1

I am working on 3D image segmentation with deep learning. Basically, I need to 1/ pad a numpy array, 2/ process the array, 3/ unpad the array.

dataArray = np.pad(dataArray, 25, mode='constant', constant_values=0) # pad
processedArray = my_process(dataArray) # process
processedArray = processedArray[25:-25, 25:-25, 25:-25, :] # unpad

Problem is, processedArray is very large (464,928,928,928,10) and I run into out of memory when executing the unpadding. I imagine that the unpadding allocates new memory? Am I right? How could I proceed so that no new memory is allocated? In other words, so that index points to unpadded elements, without copying the elements?

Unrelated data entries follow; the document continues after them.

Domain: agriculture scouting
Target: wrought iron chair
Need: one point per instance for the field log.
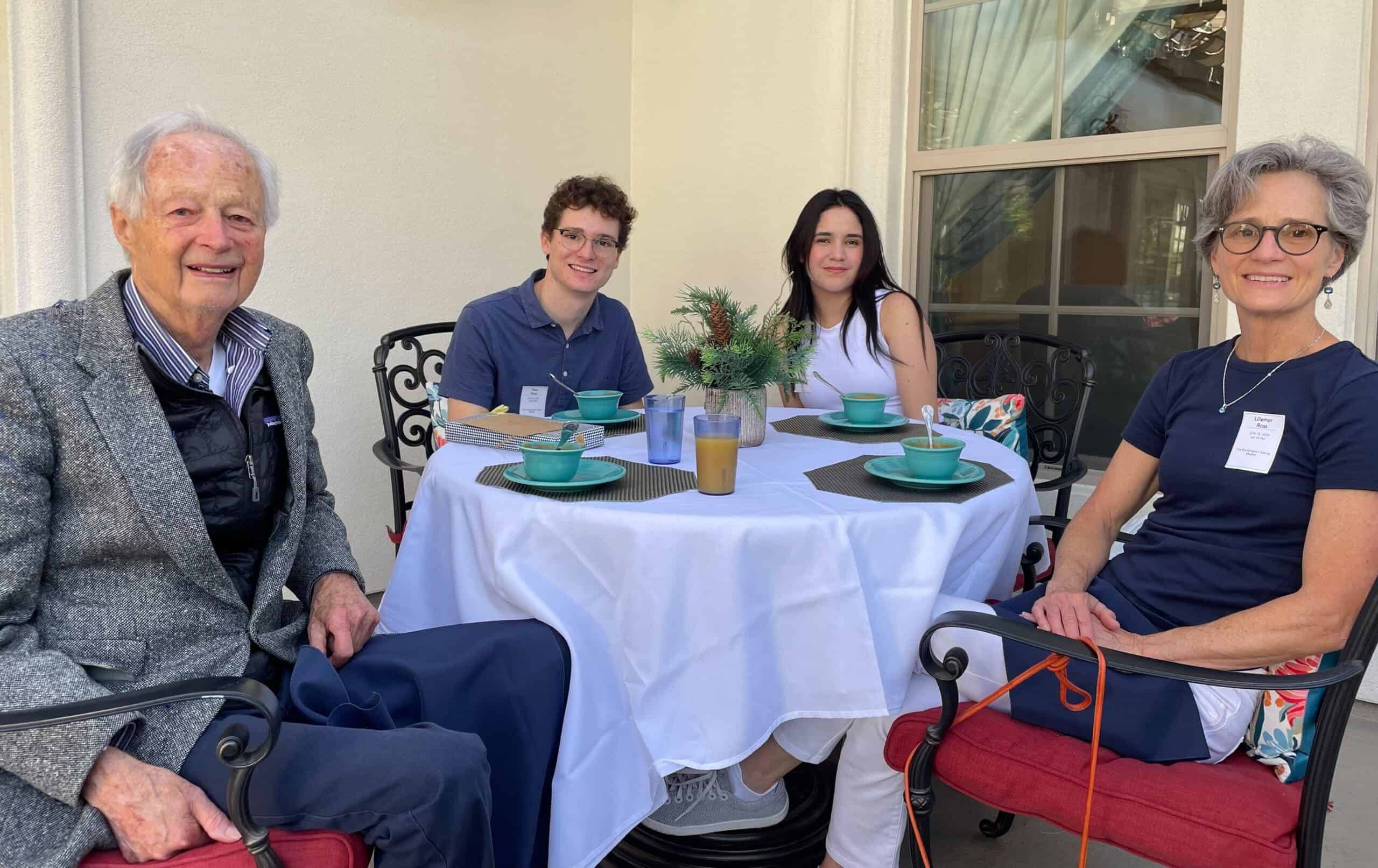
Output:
(316, 849)
(402, 397)
(969, 764)
(1056, 379)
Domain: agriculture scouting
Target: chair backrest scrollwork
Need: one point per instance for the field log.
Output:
(1054, 377)
(402, 396)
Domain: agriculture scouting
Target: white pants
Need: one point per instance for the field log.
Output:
(869, 817)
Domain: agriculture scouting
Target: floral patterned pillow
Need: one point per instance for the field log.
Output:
(1285, 722)
(440, 410)
(1001, 419)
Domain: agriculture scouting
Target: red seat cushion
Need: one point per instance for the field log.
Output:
(1185, 815)
(313, 849)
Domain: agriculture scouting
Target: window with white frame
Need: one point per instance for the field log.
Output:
(1057, 155)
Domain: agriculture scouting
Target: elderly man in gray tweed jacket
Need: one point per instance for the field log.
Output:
(161, 488)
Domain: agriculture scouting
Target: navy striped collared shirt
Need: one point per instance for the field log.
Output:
(244, 336)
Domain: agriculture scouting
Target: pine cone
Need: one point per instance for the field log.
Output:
(721, 326)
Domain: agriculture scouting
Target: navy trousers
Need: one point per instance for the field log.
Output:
(437, 746)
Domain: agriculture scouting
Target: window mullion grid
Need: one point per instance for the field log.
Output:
(1054, 279)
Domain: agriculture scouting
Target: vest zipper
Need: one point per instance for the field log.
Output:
(249, 462)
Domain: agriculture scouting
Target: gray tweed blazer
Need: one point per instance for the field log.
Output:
(108, 579)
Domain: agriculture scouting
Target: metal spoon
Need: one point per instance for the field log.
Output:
(567, 432)
(563, 386)
(819, 377)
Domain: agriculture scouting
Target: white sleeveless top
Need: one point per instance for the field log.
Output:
(857, 371)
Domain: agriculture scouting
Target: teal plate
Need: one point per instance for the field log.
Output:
(622, 415)
(894, 469)
(592, 473)
(840, 421)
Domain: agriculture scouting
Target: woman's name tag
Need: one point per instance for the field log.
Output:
(1256, 446)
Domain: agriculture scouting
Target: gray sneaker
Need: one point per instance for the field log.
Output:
(702, 802)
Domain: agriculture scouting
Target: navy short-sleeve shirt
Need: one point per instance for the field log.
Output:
(1221, 540)
(506, 341)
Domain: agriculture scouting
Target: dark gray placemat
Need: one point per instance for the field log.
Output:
(641, 483)
(850, 478)
(810, 426)
(636, 426)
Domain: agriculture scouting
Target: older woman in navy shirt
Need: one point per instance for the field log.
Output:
(1265, 540)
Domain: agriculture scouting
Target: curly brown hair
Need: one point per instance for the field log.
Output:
(582, 192)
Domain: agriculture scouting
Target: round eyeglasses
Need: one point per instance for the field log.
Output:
(574, 242)
(1293, 239)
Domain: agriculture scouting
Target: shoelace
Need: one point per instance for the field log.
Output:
(1056, 665)
(699, 786)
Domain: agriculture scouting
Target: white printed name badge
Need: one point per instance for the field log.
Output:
(1256, 446)
(534, 400)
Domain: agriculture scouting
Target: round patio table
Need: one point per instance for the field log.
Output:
(699, 623)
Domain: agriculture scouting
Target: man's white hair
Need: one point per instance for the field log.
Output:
(127, 189)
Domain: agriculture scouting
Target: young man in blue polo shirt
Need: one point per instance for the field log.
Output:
(506, 345)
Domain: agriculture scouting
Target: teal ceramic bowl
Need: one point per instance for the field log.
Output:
(546, 463)
(597, 404)
(863, 407)
(936, 463)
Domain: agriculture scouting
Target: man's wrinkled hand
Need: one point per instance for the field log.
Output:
(153, 813)
(342, 619)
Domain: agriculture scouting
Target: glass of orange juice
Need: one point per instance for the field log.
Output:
(715, 453)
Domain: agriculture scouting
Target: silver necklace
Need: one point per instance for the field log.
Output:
(1226, 404)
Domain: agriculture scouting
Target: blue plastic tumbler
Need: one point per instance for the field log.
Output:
(665, 427)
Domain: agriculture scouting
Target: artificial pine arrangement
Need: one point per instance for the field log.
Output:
(719, 346)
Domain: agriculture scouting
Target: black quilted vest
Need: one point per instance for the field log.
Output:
(237, 466)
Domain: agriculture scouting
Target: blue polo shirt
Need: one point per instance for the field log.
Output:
(506, 341)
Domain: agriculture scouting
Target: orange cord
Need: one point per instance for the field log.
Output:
(1056, 665)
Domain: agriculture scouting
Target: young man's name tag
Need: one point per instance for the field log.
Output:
(534, 400)
(1256, 446)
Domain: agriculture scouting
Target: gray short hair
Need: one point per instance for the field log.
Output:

Information that might help: above lines are executed in a function, and processedArray is returned

Manu
  • 186
  • 3
  • 11

2 Answers2

0

Maybe you're running out of memory because once you call the function with this array, a copy is being created inside the function which doubles your memory. So, just don't create extra arrays.

You can keep a global copy of the array. Just apply the operations on the global array without creating extra copy.

import gc

global processedArray # before all your assignment starts

inside my_process()

def my_process():
   global processedArray
   # do all operations on processedArray
global processedArray
processedArray = np.pad(dataArray, 25, mode='constant', constant_values=0) # pad
my_process()

del dataArray() # delete not needed arrays to make more space
gc.collect()

global processedArray
processedArray = processedArray[25:-25, 25:-25, 25:-25, :] # unpad

But, still you'll run out of memories if your my_process calls more library functions which makes copies of the processedArray. Try to apply every operations on a global array without making any copy.

Zabir Al Nazi
  • 10,298
  • 4
  • 33
  • 60
0

A possible solution to the memory problem is using short instead of float as your numpy data type. You can try this.

dataArray = np.pad(dataArray, 25, mode='constant', constant_values=0) # pad
processedArray = my_process(dataArray).astype(np.short) # process
processedArray = processedArray[25:-25, 25:-25, 25:-25, :] # unpad
processedArray = processedArray.astype(np.float32) #Converting to float type again

Alternatively, you can delete your dataArray to create space for processedArray.

dataArray = np.pad(dataArray, 25, mode='constant', constant_values=0) # pad
del dataArray #deleting dataArray to claim memory
processedArray = my_process(dataArray) # process
processedArray = processedArray[25:-25, 25:-25, 25:-25, :] # unpad
Hamza Khurshid
  • 765
  • 7
  • 18